Não bastassem tais insanidades, mostrou ao mundo sua visão retrógrada no que diz respeito às questões ambientais, sua visão preconceituosa quanto às populações originárias e suas posições reacionárias nas dimensões sociais e políticas. Ao abordar o tema da pandemia, reafirmou toda sua visão negacionista. No entanto, analisando o pronunciamento friamente, Bolsonaro falou exatamente o que ele e a corriola de puxa-sacos que o acompanhou pensam. Excluindo a parte econômica, pois esta é da cabeça de Guedes, o que ele falou é o seu programa de governo.

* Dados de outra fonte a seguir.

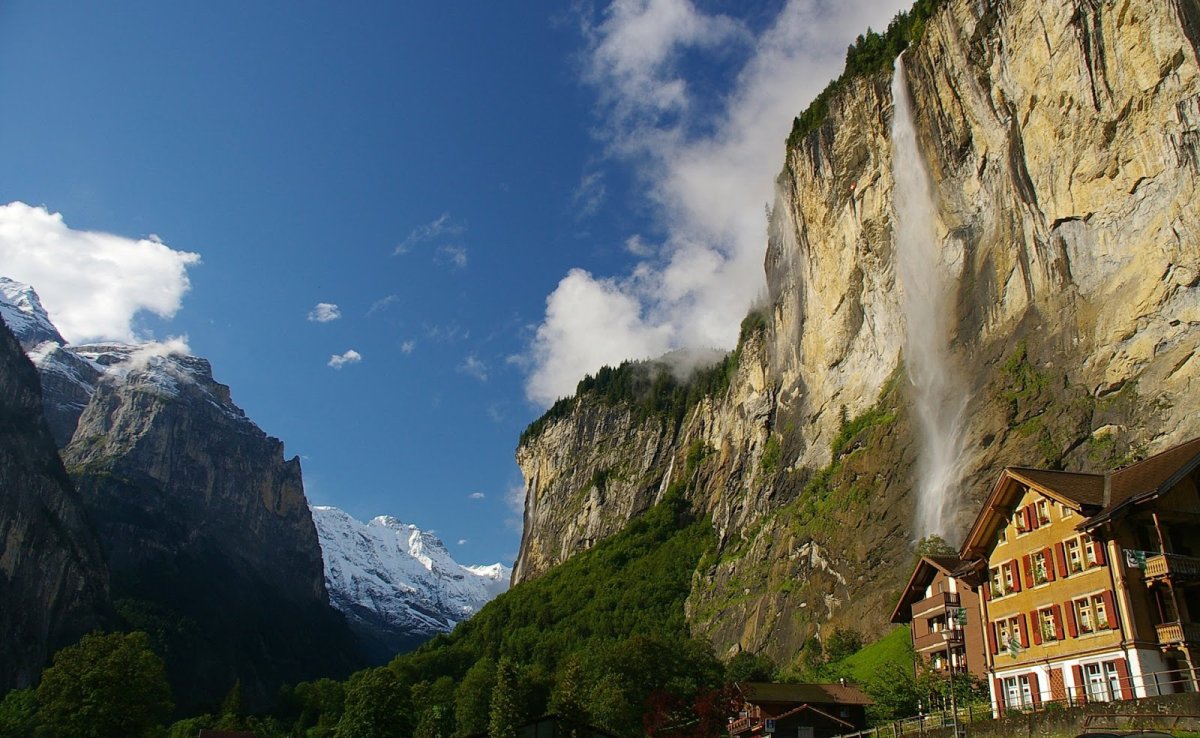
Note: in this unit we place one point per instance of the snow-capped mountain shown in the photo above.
(397, 585)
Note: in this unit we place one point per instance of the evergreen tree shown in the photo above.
(504, 715)
(377, 706)
(107, 684)
(473, 699)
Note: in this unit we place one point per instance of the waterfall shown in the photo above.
(928, 305)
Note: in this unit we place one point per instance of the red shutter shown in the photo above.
(1110, 609)
(1125, 681)
(1077, 672)
(1061, 558)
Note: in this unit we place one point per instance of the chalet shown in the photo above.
(941, 605)
(797, 711)
(1091, 581)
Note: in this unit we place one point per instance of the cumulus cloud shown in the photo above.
(91, 283)
(324, 312)
(708, 171)
(437, 229)
(383, 304)
(340, 360)
(474, 366)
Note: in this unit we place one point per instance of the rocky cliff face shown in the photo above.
(1062, 142)
(53, 581)
(204, 526)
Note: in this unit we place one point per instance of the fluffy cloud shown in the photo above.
(324, 312)
(708, 174)
(93, 285)
(473, 366)
(349, 357)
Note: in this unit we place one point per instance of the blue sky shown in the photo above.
(497, 197)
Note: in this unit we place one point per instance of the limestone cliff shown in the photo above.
(1063, 143)
(53, 581)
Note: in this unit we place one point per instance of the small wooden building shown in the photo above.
(797, 711)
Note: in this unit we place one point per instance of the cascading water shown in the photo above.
(928, 306)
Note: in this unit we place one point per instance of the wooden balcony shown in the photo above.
(939, 640)
(935, 605)
(1173, 567)
(1173, 635)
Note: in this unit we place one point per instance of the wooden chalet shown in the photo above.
(797, 711)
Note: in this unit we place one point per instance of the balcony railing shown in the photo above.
(1173, 565)
(1177, 634)
(931, 605)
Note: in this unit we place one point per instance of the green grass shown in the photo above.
(892, 648)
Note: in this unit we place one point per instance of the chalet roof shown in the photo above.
(759, 693)
(922, 576)
(1098, 497)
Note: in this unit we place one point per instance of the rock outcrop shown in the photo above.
(53, 581)
(1063, 141)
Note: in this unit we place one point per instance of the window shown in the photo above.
(1074, 556)
(1042, 509)
(1090, 549)
(1039, 568)
(1048, 624)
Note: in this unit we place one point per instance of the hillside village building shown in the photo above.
(942, 605)
(1091, 583)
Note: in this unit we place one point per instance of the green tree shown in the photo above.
(504, 717)
(745, 666)
(107, 684)
(843, 642)
(18, 713)
(377, 706)
(473, 699)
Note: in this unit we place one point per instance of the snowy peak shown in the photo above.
(24, 315)
(396, 583)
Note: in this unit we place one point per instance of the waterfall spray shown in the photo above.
(928, 306)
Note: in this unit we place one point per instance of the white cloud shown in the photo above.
(453, 255)
(433, 231)
(589, 195)
(707, 175)
(324, 312)
(473, 366)
(349, 357)
(383, 304)
(93, 283)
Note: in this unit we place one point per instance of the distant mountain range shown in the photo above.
(205, 538)
(397, 585)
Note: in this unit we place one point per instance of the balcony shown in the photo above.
(1173, 635)
(934, 605)
(939, 640)
(1174, 568)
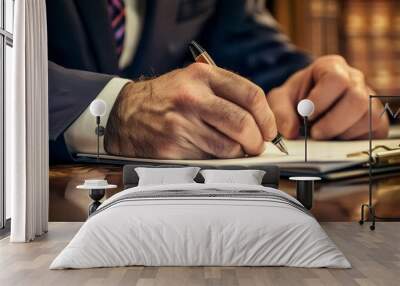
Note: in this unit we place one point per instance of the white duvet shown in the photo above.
(188, 231)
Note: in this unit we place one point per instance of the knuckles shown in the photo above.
(198, 70)
(255, 97)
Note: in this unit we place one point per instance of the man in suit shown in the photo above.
(100, 48)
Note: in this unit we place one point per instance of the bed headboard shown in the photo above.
(270, 179)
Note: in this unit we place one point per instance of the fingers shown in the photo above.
(211, 141)
(331, 85)
(232, 121)
(283, 108)
(347, 112)
(360, 130)
(243, 93)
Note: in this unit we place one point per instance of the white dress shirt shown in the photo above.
(80, 137)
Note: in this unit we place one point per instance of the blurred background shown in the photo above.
(365, 32)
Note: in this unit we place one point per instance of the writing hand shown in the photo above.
(197, 112)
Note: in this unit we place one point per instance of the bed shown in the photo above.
(198, 224)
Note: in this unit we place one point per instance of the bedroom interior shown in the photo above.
(328, 213)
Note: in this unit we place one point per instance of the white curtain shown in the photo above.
(27, 124)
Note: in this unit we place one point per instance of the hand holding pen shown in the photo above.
(201, 56)
(196, 112)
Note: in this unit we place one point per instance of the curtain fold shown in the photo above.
(27, 124)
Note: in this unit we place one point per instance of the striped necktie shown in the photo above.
(116, 10)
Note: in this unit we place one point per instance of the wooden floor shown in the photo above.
(374, 255)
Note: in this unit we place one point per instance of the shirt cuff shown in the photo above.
(80, 137)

Bolsonaro e essa turma de ministros acreditaram que o 7 de Setembro seria o acerto de contas com o Judiciário e o Congresso. Foram freados na intenção de golpe pelas posições firmes do Judiciário, de parlamentares, da sociedade civil organizada e até mesmo de setores empresariais. Em que pese o grande número de participantes em Brasília e São Paulo, as manifestações levaram Bolsonaro a um isolamento ainda maior, obrigando-o a recuar, pois o resultado foi quase colocar o impeachment na ordem do dia.

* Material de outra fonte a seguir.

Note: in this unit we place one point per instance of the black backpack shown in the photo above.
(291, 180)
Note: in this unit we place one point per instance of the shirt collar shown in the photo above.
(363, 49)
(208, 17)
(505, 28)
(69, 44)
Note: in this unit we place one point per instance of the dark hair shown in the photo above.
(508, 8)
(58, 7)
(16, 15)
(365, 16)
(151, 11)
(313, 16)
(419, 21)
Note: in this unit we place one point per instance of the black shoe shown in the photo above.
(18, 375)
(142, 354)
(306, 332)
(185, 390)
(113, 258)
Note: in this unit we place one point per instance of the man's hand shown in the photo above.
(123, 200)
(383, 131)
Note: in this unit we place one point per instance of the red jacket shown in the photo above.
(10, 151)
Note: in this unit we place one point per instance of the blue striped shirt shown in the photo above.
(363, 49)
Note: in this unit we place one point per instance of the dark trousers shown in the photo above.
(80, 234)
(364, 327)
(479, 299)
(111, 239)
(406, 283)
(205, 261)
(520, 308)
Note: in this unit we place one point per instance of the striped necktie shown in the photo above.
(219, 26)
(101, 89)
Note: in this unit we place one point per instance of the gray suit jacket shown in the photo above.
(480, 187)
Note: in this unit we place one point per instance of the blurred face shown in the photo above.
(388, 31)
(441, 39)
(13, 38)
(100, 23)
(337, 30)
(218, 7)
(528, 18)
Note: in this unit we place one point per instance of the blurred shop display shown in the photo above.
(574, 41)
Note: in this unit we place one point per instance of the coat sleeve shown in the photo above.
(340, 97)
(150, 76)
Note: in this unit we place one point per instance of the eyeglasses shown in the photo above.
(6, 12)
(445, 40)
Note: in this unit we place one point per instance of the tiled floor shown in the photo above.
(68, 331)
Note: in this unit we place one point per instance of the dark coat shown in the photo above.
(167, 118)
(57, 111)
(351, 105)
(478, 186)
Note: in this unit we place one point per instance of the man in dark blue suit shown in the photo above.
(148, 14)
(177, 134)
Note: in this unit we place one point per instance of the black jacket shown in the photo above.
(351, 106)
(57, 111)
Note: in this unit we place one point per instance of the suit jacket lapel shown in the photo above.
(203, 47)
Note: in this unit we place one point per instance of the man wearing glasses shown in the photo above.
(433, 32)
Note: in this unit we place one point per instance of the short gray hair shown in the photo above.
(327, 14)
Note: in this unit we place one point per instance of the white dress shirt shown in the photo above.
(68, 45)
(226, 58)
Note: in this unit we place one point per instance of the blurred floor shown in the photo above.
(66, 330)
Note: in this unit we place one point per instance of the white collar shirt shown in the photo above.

Diante do desastroso resultado da tentativa de golpe, imaginou retomar o espaço perdido fazendo uma jogada de mestre. Bolsonaro se utilizaria do direito do Brasil de fazer a abertura da Assembleia Geral da ONU de forma presencial, desembarcaria em Nova Iorque com uma grande delegação como cabe a um grande chefe de Estado, arrancaria audiências com importantes líderes e faria um pronunciamento que impactaria o mundo. Um plano perfeito, não fosse a estatura política nanica do mandatário e seus ministros.

Foto: Reprodução

O plano começou a dar água quando o Centrão se fez ausente da delegação e Bolsonaro não conseguiu levar mais do que os seus puxa-sacos mais próximos. Desembarcaram em Nova Iorque como um bando incômodo que subvertia as regras sanitárias de combate à pandemia, tiveram que passar o vexame de ter que comer nas calçadas da cidade, pois não poderiam entrar em restaurantes sem a comprovação de vacinação. A única interlocução de peso que conseguiu, com Boris Johnson, foi outro vexame a partir do momento em que teve que afirmar que ainda não havia se vacinado. O discurso, longe de convencer alguém, se transformou em chacota internacional e como desgraça pouca é bobagem, a comitiva presidencial se prestou ao papel de disseminadora do vírus e mais ridículo ainda, o próprio ministro da Saúde ficou retido em quarentena por estar contaminado. Não menos deprimente foi a imagem que percorreu o mundo deste mesmo ministro fazendo gestos obscenos para manifestantes. Bolsonaro foi a Nova Iorque pequeno e voltou menor ainda.

O 7 de Setembro foi um tiro pé e Bolsonaro teve que recuar assinando o manifesto do arrego, deixando o dito pelo não dito, afirmando que nunca pretendeu dar golpe e nunca teve a intensão de afrontar os demais poderes. Volta de Nova Iorque com o rabo entre as pernas e se viu obrigado agora, em entrevista à Veja, a afirmar que o voto eletrônico é seguro. Para tanto, usou como desculpa o fato de que Barroso teria chamado as Forças Armadas para participar da auditoria das urnas, como se elas nunca tivessem participado. Bolsonaro se isola, recua e até mesmo vai perdendo credibilidade junto à sua base. Continua, no entanto, sendo uma ameaça à democracia e cada dia que seu governo se estende, mais o país afunda, penalizando as camadas mais desfavorecidas da população. Sua remoção do poder continua sendo inadiável e, para tanto, fortalecer as mobilizações para as manifestações dos dias 2 de outubro e 15 de novembro deve ser tarefa de todos que se opõem ao governo genocida.